Project: XOMA Hotel
Architecture: BA Collective (formerly Belzberg Architects)
Lead Designers: Jessica Hong , Josh Hanley
Project Team: David Cheung, Adrian Cortez, Mingyue Hu, Kris Leese, Aaron Leshtz, Corie Saxman, Filipa Lima Valente, Katelyn Miersma, Melissa Yip
Architect of Record: Grupo Anima; Alberto Djaddah, Carlos Pacheco, Hugo Balderas, Jacobo Levy, Daniel Balmori
Location: Mexico City, Mexico
Area: 52800 ft2
Photo Credits: Bruce Damonte, Luis Gallardo / LGM Studio
Awards:
2022 AIA LA Merit Award, Commercial Mixed-use
XOMA is a seven story, 52,000 square foot hotel designed to immerse guests in the experience of living locally in Mexico City’s historic Roma Norte neighborhood. The 14 guest suites are configured as one and two-bedroom units (625 SF – 1,100 SF) with full kitchens and private balconies partially enclosed by locally-made breeze blocks facades. The XOMA hotel includes a ground-floor restaurant and lobby with adjacent demonstration kitchen for lessons on cooking local cuisine. Other amenities include a gym, rooftop terrace, and pool with dramatic views of Mexico City’s skyline.

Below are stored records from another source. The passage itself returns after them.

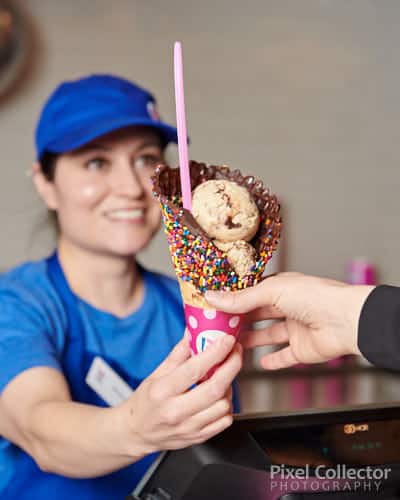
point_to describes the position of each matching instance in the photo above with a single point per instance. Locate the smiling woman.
(69, 323)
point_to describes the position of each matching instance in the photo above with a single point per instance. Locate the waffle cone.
(191, 296)
(198, 263)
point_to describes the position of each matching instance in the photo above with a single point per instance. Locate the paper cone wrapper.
(205, 324)
(199, 264)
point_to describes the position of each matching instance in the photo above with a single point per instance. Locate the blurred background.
(305, 95)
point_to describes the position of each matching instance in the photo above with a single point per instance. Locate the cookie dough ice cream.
(225, 210)
(228, 214)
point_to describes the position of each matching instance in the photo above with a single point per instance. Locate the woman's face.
(102, 192)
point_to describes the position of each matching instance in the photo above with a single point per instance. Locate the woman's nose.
(126, 181)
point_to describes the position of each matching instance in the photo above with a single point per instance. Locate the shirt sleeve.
(25, 336)
(379, 327)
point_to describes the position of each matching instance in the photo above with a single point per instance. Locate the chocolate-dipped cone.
(195, 257)
(199, 264)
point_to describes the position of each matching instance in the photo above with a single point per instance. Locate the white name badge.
(106, 383)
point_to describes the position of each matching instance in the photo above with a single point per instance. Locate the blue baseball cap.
(81, 110)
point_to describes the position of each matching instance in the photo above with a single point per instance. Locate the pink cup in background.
(205, 326)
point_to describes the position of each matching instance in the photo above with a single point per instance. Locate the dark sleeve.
(379, 327)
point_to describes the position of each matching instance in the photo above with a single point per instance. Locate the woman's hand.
(319, 317)
(164, 414)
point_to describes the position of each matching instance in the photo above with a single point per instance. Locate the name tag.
(106, 383)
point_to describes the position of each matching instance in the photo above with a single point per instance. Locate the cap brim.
(83, 135)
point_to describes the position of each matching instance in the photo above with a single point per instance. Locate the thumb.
(265, 293)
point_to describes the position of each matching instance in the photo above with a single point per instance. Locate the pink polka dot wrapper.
(206, 326)
(199, 264)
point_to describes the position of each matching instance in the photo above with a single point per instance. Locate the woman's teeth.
(137, 213)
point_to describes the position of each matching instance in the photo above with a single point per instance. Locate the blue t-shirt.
(34, 326)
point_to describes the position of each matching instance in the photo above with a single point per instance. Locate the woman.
(82, 329)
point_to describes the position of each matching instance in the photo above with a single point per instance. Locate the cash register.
(343, 454)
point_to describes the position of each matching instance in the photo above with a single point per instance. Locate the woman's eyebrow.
(149, 144)
(91, 147)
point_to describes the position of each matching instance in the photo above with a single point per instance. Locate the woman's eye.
(95, 164)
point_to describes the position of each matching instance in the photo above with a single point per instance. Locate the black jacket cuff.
(379, 327)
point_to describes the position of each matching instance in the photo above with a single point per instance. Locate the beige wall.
(304, 94)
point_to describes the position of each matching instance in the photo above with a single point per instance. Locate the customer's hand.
(164, 414)
(319, 317)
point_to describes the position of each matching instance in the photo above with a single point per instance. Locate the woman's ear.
(45, 188)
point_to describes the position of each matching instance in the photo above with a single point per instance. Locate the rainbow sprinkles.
(195, 258)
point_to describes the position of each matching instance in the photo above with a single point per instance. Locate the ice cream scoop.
(225, 210)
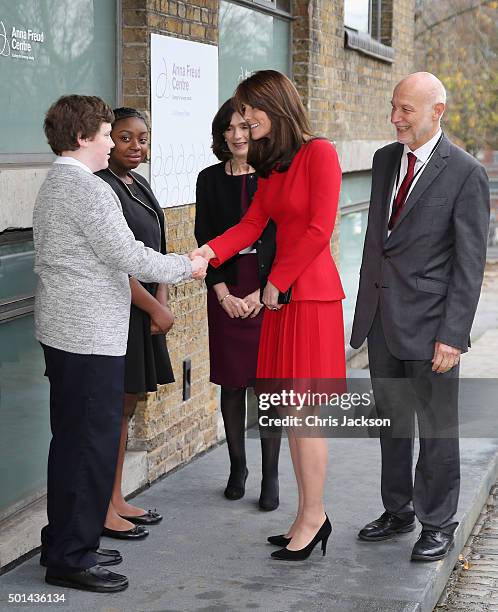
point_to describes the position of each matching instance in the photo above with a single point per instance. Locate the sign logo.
(4, 41)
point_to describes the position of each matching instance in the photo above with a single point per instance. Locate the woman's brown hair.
(273, 93)
(220, 125)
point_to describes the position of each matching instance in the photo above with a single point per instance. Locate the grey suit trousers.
(403, 390)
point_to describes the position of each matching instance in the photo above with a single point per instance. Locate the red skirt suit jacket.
(303, 203)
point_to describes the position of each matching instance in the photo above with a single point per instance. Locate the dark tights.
(233, 411)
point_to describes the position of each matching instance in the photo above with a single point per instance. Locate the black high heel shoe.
(236, 488)
(322, 536)
(280, 540)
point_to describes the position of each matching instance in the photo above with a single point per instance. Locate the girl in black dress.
(147, 362)
(224, 193)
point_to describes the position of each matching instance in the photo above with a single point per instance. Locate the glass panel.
(17, 278)
(283, 5)
(249, 40)
(49, 48)
(352, 236)
(24, 414)
(355, 190)
(356, 14)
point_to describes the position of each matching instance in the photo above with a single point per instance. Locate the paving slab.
(210, 554)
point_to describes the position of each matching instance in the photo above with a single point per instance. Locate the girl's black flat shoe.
(284, 554)
(136, 533)
(151, 517)
(280, 540)
(236, 487)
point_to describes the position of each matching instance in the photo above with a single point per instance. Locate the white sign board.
(184, 100)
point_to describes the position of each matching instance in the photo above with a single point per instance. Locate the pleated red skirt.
(304, 339)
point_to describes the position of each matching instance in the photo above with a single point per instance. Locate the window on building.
(368, 27)
(24, 393)
(353, 203)
(252, 36)
(49, 48)
(357, 15)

The white masonry facades are novel and distinctive. The porous block screens enclose guest suite balconies, provide privacy, and frame views into and out of the building. Starting from the ground floor, the facades arch outward while also curving along the building’s elevation profile. The result is a series of double-curvature surfaces that taper as they touch down at street level.

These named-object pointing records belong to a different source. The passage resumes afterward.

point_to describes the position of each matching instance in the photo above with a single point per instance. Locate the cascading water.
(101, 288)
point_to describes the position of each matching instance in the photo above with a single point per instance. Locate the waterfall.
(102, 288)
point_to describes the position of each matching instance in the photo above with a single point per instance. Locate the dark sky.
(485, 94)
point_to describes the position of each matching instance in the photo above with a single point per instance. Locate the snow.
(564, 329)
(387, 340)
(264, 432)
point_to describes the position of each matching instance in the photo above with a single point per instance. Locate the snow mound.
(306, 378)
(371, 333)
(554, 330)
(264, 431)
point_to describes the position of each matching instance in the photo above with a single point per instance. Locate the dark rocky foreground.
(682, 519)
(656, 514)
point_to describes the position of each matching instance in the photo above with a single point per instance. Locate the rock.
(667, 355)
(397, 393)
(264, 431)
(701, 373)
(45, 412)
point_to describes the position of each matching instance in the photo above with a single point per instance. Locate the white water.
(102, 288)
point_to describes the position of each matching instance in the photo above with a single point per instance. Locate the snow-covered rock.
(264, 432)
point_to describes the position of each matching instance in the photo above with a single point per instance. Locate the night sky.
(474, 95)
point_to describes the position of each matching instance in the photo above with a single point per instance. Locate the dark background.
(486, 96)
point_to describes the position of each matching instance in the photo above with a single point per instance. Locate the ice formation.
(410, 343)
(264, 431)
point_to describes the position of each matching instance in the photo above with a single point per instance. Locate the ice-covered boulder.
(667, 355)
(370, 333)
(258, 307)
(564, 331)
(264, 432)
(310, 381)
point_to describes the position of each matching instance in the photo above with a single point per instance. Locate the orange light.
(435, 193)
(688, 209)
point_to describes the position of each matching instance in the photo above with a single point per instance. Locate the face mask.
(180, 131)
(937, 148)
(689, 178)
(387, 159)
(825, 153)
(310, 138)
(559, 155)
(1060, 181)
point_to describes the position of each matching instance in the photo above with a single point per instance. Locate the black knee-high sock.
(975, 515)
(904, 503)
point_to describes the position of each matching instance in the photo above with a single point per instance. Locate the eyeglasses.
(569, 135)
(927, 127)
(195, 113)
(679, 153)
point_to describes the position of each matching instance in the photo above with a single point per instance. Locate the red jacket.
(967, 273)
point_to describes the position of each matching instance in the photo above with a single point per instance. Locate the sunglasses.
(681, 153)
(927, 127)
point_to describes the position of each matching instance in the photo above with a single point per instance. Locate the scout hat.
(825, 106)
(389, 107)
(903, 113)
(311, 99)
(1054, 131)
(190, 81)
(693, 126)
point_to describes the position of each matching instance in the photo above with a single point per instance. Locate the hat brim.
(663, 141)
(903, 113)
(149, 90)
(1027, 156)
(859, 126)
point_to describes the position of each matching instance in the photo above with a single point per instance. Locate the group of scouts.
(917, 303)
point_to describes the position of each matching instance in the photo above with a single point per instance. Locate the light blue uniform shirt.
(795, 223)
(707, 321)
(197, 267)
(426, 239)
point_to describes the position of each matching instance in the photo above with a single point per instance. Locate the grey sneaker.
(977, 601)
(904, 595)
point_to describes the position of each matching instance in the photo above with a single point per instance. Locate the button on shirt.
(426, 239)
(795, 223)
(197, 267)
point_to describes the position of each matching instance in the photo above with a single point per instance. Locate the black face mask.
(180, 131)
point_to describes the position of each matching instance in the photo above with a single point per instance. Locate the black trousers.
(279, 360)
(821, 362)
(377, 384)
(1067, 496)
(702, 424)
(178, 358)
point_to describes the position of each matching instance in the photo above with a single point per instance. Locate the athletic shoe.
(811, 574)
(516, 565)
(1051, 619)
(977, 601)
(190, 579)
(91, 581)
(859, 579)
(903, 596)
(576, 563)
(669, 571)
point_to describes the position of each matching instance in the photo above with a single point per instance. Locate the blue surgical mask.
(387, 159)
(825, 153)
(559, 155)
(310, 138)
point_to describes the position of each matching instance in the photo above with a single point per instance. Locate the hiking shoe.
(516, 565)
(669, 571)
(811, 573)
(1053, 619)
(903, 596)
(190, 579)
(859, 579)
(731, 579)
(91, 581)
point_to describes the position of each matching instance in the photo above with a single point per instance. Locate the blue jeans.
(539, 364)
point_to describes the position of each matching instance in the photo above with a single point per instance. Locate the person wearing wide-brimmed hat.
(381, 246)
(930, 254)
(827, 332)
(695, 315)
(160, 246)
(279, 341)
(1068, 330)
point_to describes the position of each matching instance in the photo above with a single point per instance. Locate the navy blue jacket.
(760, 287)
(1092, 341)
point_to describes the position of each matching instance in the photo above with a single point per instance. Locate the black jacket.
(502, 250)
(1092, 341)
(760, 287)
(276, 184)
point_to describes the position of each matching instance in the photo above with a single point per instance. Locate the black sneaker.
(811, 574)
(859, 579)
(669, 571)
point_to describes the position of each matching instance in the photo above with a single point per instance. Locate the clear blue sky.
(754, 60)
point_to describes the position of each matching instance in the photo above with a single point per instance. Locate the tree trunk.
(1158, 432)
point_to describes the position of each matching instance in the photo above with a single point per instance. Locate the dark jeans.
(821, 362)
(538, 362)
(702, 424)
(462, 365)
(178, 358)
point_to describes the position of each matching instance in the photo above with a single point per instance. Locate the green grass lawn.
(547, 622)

The façade lifts at the building’s corners to define points of entry and emphasize the continuity between inside and outside. Vertical apertures between the façade elements reveal the lushly planted private balconies allowing natural light and fresh air to reach interior rooms. The building’s massing and solar orientation introduces dramatic and ever-changing patterns of light and shadow along the exterior and within the building.
The building plan is organized to maximize on floor area and turn voids into usable open spaces by creating open-grate guest suite balconies partially enclosed with blocks, a spiraling exit stair that is also partially enclosed, and a central atrium around which all circulation and guest suites are structured.
While the building form is contemporary, the tactile beauty of the handcrafted masonry assembly recalls the architectural heritage of the region. Masonry has a rich history in Mexico as an efficient and economical construction method. With this local context in mind, the design team utilized both traditional and contemporary tools to achieve desired textural and tactile qualities of vernacular masonry construction within sophisticated, digitally generated forms.
The blocks are made of a polymer concrete mix that provides the desired aesthetic color and texture while meeting structural, fire, and U-V resistance requirements. The overall geometry, individual block forms, positioning of reinforcement plates within each block, and installation placement of blocks were designed digitally before the units were fabricated and installed manually onsite by local masons. A system of continuous C-shaped steel reinforcing plates eliminates the need for grout, mortar, and rebar, enabling an expressive freedom while exceeding seismic requirements.